Kafka® is used for building real-time data pipelines and streaming apps. It is horizontally scalable, fault-tolerant, wicked fast, and runs in production in thousands of companies

기본적으로 Apache에서 소개하는 Kafka다. 해석을 해보자면, Kafka®는 실시간 데이터 파이프 라인 및 스트리밍 앱을 제작하는 데 사용됩니다. 수평적으로 확장 가능하고 결함 감내 기능이 있으며 매우 빠르며 수천 개의 회사에서 생산되고 있습니다.

파이프 라인 이라 하면, 데이터를 처리할 때, 출력이 다음 단계에 있어서의 입력으로 연결되는 구조를 말한다.

즉, 수평적으로 확장하며, 결함 감내 (부분 결함이 생기면 그 부분에 한해 성능은 떨어지지만, STOP 되진 않는다.) 기능이 있는 분산형 메세징 시스템이라 볼 수 있다.

기본적인 성격을 알아보도록 하자.

이 역시, Apache 사이트에서 설명하는 것으로 시작을 해보도록 하겠다.

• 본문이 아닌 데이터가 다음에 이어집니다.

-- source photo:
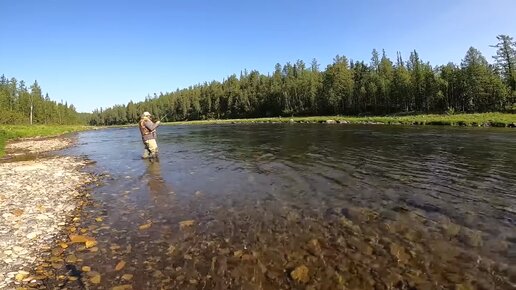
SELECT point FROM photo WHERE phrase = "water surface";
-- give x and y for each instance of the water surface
(253, 206)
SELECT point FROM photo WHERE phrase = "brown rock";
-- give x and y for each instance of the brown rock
(300, 274)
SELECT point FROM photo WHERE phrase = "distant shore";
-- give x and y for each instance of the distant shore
(40, 194)
(16, 132)
(471, 120)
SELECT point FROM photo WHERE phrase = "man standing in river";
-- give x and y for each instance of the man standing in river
(148, 131)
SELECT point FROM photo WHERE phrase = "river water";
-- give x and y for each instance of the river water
(295, 206)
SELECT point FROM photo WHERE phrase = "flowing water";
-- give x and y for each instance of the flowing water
(299, 206)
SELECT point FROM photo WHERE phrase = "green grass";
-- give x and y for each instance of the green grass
(24, 131)
(483, 119)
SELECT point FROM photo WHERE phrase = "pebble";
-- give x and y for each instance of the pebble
(42, 195)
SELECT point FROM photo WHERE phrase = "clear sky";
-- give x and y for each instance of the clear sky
(97, 53)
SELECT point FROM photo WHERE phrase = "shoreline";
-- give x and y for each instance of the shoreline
(468, 120)
(501, 120)
(39, 198)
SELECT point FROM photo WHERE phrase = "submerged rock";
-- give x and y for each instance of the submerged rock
(300, 274)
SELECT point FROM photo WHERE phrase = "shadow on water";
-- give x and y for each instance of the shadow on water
(295, 206)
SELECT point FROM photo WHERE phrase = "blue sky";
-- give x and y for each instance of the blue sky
(95, 53)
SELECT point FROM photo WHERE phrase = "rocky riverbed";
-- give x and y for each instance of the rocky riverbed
(37, 199)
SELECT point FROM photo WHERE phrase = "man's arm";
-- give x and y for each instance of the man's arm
(150, 125)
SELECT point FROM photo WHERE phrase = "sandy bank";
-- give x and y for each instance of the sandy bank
(37, 198)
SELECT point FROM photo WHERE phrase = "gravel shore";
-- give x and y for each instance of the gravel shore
(37, 198)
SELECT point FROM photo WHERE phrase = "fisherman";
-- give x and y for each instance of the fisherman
(148, 131)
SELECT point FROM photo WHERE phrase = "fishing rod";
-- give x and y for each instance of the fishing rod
(166, 115)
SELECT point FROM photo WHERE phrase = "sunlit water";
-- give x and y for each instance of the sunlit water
(361, 207)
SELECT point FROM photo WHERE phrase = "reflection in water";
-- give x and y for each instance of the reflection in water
(294, 206)
(156, 183)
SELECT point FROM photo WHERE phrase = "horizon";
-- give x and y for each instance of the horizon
(127, 51)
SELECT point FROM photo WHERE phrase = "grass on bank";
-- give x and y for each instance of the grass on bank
(8, 132)
(483, 119)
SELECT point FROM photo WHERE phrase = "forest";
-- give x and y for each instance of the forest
(381, 86)
(20, 104)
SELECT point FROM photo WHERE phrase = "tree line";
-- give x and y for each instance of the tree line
(20, 104)
(345, 87)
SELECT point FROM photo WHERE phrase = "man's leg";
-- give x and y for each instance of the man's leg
(146, 151)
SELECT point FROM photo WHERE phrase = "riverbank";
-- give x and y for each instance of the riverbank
(11, 132)
(476, 120)
(37, 200)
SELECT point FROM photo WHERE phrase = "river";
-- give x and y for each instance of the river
(289, 206)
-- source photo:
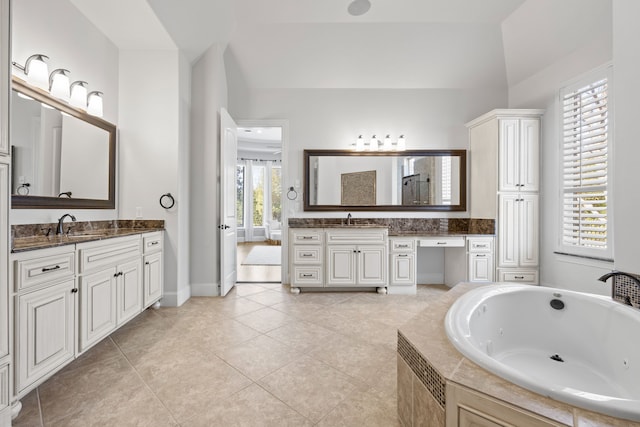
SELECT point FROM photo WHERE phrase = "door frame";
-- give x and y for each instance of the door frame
(287, 204)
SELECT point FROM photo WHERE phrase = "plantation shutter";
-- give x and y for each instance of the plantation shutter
(585, 142)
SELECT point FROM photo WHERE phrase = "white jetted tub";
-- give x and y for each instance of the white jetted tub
(578, 348)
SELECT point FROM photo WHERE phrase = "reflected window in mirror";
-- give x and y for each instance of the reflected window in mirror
(62, 157)
(419, 180)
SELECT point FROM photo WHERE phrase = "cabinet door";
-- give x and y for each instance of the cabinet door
(403, 269)
(480, 267)
(45, 332)
(509, 158)
(152, 278)
(97, 306)
(529, 155)
(341, 265)
(528, 224)
(129, 290)
(371, 265)
(508, 230)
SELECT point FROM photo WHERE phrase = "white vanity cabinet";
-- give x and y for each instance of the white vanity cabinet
(402, 265)
(45, 307)
(110, 286)
(152, 244)
(357, 257)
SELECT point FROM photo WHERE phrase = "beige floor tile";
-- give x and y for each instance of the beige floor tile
(312, 387)
(301, 336)
(362, 409)
(265, 319)
(259, 356)
(250, 407)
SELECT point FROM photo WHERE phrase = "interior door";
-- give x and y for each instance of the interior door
(228, 230)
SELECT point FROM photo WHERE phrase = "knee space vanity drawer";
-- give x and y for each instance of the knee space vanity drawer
(152, 242)
(403, 245)
(97, 255)
(306, 236)
(37, 270)
(457, 241)
(307, 276)
(307, 254)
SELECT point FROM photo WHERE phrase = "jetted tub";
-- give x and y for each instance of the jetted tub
(578, 348)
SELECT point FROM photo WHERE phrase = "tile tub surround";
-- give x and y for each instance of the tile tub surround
(25, 237)
(406, 226)
(425, 336)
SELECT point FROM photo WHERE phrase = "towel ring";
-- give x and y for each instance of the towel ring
(169, 203)
(292, 194)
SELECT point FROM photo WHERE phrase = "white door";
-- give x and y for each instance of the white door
(228, 231)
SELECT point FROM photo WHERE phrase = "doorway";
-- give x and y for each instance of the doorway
(259, 201)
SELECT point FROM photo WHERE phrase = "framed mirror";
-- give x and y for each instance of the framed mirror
(61, 156)
(417, 180)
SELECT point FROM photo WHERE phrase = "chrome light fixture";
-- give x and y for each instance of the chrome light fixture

distributed streaming platform 가장 크게 적혀진 성격이다. 분산형 스트리밍 플랫폼 이 의미를 하나씩 알아보자.

key

스트리밍 플랫폼에 3가지 KEY 가 있는데 다음과 같이 말한다.

Publish and subscribe to streams of records, similar to a message queue or enterprise messaging system.

메세지 큐 혹은 enterprise 메세징 시스템과 유사하게 레코드 스트림을 Publish(게시)와 subscribe (구독) 할 수 있다.

Store streams of records in a fault-tolerant durable way.

결함감내의 내구성 방식으로 레코드의 스트림을 저장.

먼저, 스트리밍 데이터 라 하면 수천 개의 데이터 소스에서 연속적으로 생성되는 데이터를 의미하는데, 레코드 는 처리의 기본 단위이므로 처리의 기본단위가 연속적으로 이어지는 것을 레코드의 스트림이라 볼 수 있다.

Process streams of records as they occur.

레코드 스트림이 발생하면 처리.

그리고 다음과 같이 2가지 방향으로 자주 사용한다.

Building real-time streaming data pipelines that reliably get data between systems or applications

시스템 또는 응용 프로그램간에 데이터를 신뢰성있게 얻는 실시간 스트리밍 데이터 파이프 라인 구축

Building real-time streaming applications that transform or react to the streams of data

데이터 스트림을 변환하거나 이에 반응하는 실시간 스트리밍 애플리케이션 구축

이게 상당히 어렵게 느껴지지만, 어떻게 동작하는지 Bottom Up으로 쉽게 알아가 보도록 하려한다.

일단, 3가지의 Kafka 개념이 설명된다.

Kafka is run as a cluster on one or more servers that can span multiple datacenters.

카프카는 여러 데이터센터로 확장할 수 있는 하나 혹은 그 이상의 서버들의 클러스터로 실행된다.

The Kafka cluster stores streams of records in categories called topics.

카프카 클러스터는 레코드 스트림을 TOPIC이라는 이름의 카테고리 안에 저장한다.

Each record consists of a key, a value, and a timestamp.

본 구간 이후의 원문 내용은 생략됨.